Eludant à ses débuts un scandale géant de problèmes de qualité obligeant son groupe à rappeler des millions de véhicules dans le monde, il finit par se livrer à un humiliant exercice de contrition, y compris devant le Congrès américain.

Mais Toyota se relève rapidement sous la houlette de son nouveau PDG, qui renforce notamment les contrôles internes.

Le groupe retient aussi la leçon du séisme, tsunami et accident nucléaire de Fukushima en 2011 en approfondissant ses liens avec ses fournisseurs, pour gagner en réactivité en cas de perturbations de ses approvisionnements.

Ces enseignements lui ont servi dix ans plus tard pour gérer mieux que d'autres la pénurie mondiale de semi-conducteurs après la pandémie de Covid-19, même si sa production en a aussi été affectée.

Dans les années 2010 le groupe se dispute avec l'allemand Volkswagen la place de numéro un mondial de l'automobile en ventes en volume, grâce notamment à ses excellents positionnements en Amérique du Nord et en Chine. Toyota trône de nouveau au sommet de ce classement depuis 2020.

 

Virage électrique

Mais plutôt que de ne parler que de chiffres, Akio Toyoda préfère véhiculer des valeurs et des concepts d'entreprise, souvent japonais. Sa parole dans les médias est rare, sauf dans le journal interne de son groupe, le "Toyota Times", qui frise le culte de sa personnalité.

Le PDG prend conscience que Toyota, à la mentalité historiquement conservatrice comme de nombreuses sociétés japonaises, pourrait rapidement se ringardiser face aux profondes mutations énergétiques et technologiques de son secteur.

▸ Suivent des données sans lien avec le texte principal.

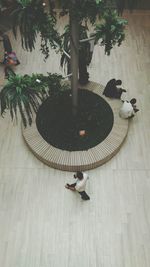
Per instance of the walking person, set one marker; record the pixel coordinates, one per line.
(79, 185)
(128, 109)
(10, 58)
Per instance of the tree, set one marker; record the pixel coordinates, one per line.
(31, 18)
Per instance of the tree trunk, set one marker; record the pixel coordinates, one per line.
(74, 61)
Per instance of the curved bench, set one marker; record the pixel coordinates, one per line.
(80, 160)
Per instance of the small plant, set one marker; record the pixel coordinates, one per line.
(25, 93)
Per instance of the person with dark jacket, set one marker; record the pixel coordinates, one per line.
(10, 57)
(111, 90)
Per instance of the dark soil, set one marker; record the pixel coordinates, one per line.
(60, 128)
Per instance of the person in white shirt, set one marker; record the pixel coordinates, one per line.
(128, 109)
(79, 185)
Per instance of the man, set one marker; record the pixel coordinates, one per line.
(128, 109)
(79, 185)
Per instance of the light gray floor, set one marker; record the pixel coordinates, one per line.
(44, 225)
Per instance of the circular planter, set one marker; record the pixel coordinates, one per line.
(85, 159)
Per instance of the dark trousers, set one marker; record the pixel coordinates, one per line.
(83, 194)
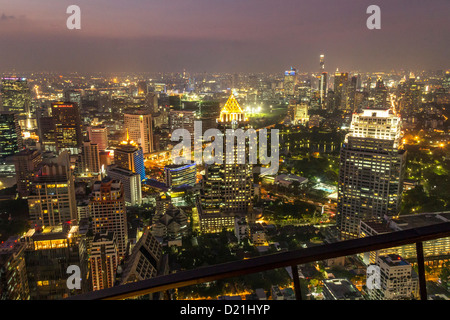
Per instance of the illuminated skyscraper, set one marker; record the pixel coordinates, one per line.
(90, 159)
(142, 88)
(371, 170)
(26, 162)
(227, 188)
(48, 253)
(129, 155)
(52, 200)
(103, 260)
(340, 88)
(182, 119)
(16, 96)
(132, 185)
(10, 134)
(99, 136)
(139, 126)
(108, 212)
(323, 84)
(180, 175)
(380, 94)
(290, 81)
(66, 117)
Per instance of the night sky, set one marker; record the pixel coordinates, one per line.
(223, 35)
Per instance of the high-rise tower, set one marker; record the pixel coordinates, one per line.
(371, 170)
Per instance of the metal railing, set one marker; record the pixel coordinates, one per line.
(279, 260)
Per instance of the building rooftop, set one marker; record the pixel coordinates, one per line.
(341, 289)
(394, 260)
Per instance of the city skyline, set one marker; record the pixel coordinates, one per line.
(235, 36)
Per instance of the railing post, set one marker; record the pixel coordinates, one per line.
(297, 290)
(421, 269)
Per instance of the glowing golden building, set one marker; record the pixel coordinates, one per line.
(232, 111)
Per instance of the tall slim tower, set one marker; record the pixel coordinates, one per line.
(108, 212)
(66, 116)
(16, 96)
(139, 126)
(371, 170)
(227, 187)
(52, 200)
(10, 134)
(340, 88)
(129, 155)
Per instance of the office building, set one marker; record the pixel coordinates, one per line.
(90, 159)
(103, 260)
(340, 88)
(129, 155)
(176, 176)
(131, 181)
(10, 134)
(398, 280)
(146, 260)
(138, 123)
(13, 271)
(67, 120)
(16, 96)
(290, 81)
(380, 93)
(52, 200)
(142, 88)
(228, 187)
(108, 212)
(99, 136)
(49, 252)
(182, 119)
(436, 252)
(301, 114)
(26, 162)
(371, 170)
(323, 88)
(170, 224)
(340, 289)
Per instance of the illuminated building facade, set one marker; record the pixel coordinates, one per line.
(90, 159)
(130, 156)
(182, 119)
(436, 252)
(103, 260)
(132, 185)
(323, 88)
(290, 81)
(16, 96)
(340, 88)
(146, 260)
(108, 212)
(139, 126)
(228, 187)
(10, 134)
(180, 175)
(26, 162)
(48, 254)
(66, 116)
(99, 136)
(371, 170)
(13, 273)
(52, 200)
(398, 280)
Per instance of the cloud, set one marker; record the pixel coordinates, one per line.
(4, 17)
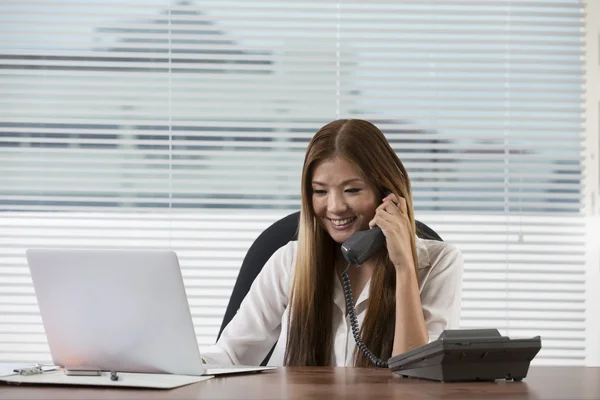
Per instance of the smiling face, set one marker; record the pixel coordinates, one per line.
(342, 201)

Désireux d'imiter l'esprit start-up, il tente de redéfinir Toyota comme une "entreprise de mobilité" et multiplie les partenariats et investissements dans les nouvelles technologies.

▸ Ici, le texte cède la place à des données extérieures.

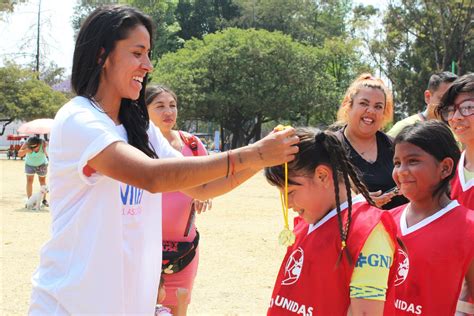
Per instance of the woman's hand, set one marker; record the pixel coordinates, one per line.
(276, 148)
(381, 199)
(202, 206)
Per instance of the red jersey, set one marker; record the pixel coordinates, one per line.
(310, 281)
(440, 249)
(462, 190)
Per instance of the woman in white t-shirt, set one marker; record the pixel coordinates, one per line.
(105, 250)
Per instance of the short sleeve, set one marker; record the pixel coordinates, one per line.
(78, 135)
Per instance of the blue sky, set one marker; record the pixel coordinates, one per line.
(18, 31)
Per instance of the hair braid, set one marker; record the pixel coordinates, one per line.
(356, 180)
(336, 157)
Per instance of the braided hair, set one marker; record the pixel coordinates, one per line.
(318, 147)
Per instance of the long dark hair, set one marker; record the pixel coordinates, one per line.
(318, 147)
(435, 138)
(96, 40)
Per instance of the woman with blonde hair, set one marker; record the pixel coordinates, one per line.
(366, 109)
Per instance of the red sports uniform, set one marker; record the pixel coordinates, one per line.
(309, 281)
(440, 249)
(462, 190)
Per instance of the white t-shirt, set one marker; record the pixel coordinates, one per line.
(104, 256)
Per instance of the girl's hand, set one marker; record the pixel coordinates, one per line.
(202, 206)
(380, 198)
(276, 148)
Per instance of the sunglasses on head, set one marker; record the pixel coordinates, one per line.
(465, 108)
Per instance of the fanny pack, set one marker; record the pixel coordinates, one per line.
(178, 254)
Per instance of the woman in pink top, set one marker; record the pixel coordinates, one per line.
(178, 208)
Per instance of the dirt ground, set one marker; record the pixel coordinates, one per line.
(240, 254)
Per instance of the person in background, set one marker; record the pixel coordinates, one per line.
(437, 231)
(36, 162)
(178, 208)
(108, 165)
(366, 108)
(437, 86)
(457, 109)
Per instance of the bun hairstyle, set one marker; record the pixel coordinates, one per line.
(318, 147)
(365, 80)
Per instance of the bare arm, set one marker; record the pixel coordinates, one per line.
(220, 186)
(127, 164)
(361, 307)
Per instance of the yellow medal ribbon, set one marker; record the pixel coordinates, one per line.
(286, 237)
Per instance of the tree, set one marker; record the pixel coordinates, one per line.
(8, 6)
(244, 78)
(23, 96)
(418, 39)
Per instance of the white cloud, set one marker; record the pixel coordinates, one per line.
(18, 33)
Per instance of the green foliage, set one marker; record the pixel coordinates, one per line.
(244, 78)
(23, 96)
(8, 6)
(420, 38)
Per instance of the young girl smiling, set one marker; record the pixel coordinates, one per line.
(438, 233)
(342, 257)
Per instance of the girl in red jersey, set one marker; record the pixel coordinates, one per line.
(456, 108)
(343, 253)
(437, 232)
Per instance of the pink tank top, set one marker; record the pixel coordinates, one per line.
(177, 207)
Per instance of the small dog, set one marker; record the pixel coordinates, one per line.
(34, 202)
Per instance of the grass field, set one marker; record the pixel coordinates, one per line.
(240, 254)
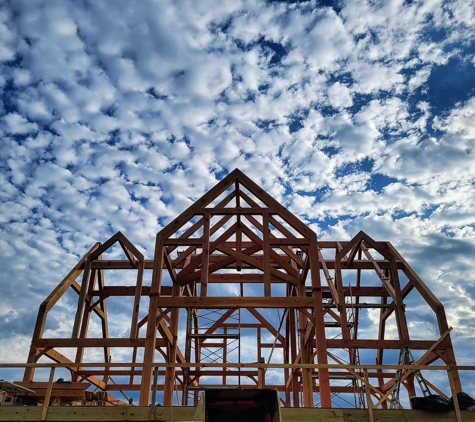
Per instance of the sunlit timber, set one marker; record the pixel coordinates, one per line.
(237, 279)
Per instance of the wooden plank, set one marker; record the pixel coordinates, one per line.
(48, 394)
(65, 284)
(330, 263)
(234, 302)
(179, 413)
(237, 211)
(92, 342)
(151, 336)
(205, 255)
(58, 357)
(205, 200)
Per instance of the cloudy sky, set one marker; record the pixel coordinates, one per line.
(117, 115)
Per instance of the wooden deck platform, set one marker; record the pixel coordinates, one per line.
(165, 413)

Champion des moteurs hybrides et pionnier de l'hydrogène, Toyota a cependant tardé à accélérer dans les véhicules à batteries électriques, avant d'annoncer des d'investissements colossaux dans ce segment à partir de fin 2021.

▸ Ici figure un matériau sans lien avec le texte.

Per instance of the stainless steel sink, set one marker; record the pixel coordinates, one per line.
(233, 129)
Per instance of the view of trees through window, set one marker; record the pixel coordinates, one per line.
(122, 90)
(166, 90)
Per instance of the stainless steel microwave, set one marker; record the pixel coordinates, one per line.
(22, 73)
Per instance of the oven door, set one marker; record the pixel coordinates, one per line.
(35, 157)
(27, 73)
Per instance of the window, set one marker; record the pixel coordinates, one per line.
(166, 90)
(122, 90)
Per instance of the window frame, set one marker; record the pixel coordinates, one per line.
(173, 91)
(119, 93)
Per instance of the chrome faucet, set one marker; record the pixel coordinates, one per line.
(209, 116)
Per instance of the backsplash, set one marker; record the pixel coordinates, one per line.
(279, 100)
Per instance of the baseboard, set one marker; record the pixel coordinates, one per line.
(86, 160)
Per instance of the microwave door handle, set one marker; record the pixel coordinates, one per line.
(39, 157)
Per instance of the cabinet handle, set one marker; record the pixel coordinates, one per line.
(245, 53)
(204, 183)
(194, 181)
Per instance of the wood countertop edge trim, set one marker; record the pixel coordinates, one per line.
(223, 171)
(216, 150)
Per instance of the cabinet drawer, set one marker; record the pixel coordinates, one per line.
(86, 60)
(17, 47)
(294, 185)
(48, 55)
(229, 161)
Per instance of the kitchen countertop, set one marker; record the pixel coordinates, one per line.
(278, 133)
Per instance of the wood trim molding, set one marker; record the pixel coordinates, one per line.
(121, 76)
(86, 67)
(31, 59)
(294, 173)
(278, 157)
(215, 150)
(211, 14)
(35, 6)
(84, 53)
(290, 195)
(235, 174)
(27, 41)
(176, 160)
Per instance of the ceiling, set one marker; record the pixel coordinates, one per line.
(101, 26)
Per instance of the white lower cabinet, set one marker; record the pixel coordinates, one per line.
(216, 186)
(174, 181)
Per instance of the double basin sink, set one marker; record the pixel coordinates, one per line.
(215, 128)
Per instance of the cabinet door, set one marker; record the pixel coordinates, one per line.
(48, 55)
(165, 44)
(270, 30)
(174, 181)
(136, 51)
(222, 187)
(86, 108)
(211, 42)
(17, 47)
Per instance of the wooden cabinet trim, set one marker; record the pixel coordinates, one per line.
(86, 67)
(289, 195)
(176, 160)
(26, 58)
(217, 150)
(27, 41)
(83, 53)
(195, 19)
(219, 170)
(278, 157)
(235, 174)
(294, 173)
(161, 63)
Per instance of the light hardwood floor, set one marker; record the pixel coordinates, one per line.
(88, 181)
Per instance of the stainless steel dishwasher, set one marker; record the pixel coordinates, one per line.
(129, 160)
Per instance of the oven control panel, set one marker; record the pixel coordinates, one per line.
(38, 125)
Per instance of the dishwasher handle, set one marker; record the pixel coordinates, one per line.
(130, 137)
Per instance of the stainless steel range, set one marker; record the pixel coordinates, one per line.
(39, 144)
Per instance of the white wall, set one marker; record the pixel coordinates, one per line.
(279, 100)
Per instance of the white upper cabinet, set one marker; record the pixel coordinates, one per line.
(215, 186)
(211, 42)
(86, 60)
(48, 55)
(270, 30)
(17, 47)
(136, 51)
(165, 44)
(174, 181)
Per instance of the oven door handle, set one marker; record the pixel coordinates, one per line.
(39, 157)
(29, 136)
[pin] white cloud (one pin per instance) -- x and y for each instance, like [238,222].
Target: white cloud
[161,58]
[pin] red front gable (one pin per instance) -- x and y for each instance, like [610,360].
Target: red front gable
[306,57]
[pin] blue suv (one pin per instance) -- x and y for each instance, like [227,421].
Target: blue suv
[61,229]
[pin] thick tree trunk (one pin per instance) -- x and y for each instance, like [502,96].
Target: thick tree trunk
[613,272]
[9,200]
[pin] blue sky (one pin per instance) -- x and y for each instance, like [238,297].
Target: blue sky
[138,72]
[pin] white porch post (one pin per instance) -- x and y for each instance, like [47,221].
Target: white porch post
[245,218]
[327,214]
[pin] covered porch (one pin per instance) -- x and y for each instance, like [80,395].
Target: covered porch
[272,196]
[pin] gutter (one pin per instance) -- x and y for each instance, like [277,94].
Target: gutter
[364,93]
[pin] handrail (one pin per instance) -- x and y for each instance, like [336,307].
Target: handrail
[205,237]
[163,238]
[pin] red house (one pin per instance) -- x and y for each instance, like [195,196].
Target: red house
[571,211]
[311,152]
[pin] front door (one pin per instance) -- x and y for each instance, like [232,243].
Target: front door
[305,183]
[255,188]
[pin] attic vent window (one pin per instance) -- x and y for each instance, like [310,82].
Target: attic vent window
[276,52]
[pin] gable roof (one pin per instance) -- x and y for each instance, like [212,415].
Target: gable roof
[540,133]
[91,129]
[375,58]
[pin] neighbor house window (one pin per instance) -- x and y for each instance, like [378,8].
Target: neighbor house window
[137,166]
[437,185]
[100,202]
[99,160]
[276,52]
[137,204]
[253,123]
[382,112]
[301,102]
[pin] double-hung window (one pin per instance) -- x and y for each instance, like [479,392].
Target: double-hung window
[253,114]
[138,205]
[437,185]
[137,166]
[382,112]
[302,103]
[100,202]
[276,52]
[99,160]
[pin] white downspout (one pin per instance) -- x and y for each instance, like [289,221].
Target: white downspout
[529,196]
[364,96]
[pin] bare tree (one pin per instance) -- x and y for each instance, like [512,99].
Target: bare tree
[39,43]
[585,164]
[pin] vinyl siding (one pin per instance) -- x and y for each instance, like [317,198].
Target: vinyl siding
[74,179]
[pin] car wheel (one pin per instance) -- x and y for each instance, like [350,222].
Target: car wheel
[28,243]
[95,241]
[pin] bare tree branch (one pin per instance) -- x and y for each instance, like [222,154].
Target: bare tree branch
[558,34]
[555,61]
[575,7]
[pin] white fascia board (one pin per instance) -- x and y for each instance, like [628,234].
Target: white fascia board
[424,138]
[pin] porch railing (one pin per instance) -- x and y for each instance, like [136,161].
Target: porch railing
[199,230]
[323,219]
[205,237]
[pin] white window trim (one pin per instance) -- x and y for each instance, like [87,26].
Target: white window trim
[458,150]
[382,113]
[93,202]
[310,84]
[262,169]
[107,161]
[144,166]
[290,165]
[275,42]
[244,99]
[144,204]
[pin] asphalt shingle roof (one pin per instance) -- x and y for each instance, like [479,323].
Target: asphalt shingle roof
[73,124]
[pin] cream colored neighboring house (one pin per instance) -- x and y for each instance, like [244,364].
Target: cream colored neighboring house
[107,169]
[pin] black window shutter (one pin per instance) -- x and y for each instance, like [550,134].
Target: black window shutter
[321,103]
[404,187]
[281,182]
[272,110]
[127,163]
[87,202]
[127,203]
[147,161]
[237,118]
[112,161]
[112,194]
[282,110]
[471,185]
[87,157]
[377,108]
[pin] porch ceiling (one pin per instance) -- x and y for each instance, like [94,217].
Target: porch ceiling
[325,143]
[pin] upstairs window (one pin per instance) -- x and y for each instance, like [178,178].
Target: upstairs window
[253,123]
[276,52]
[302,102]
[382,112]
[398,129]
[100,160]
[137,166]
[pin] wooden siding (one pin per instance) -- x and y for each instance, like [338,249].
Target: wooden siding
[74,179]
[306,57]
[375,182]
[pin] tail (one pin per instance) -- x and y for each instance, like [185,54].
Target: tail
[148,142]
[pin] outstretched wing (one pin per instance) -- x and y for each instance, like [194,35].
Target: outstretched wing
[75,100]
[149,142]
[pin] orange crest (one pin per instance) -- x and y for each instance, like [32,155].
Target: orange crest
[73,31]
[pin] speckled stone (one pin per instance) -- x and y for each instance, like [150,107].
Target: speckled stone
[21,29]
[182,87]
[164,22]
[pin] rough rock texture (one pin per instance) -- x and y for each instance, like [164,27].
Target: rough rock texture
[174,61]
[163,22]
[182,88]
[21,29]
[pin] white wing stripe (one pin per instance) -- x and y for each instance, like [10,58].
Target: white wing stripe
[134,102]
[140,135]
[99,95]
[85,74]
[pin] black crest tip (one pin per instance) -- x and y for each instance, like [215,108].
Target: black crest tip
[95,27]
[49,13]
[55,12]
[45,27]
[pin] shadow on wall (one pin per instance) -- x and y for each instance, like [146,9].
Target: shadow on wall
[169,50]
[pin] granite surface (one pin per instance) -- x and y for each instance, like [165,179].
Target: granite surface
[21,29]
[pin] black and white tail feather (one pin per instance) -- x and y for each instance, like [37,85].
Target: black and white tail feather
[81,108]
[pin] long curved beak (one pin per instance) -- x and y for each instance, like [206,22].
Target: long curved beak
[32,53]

Akio Toyoda cachait mal sa jalousie vis-à-vis du succès de l'américain Tesla, dont la capitalisation boursière a allègrement dépassé celle du groupe nippon depuis 2020.

Tesla a trouvé une bonne "recette" mais Toyota propose lui un "menu complet" dans les solutions d'électrification, a-t-il vanté un jour.

Akio Toyoda a lancé un projet futuriste qui n'a rien à envier à la démesure des géants de la Silicon Valley: "Woven City" (la ville tissée), une cité-laboratoire des mobilités connectées dont le chantier a démarré en 2021 au pied du Mont Fuji.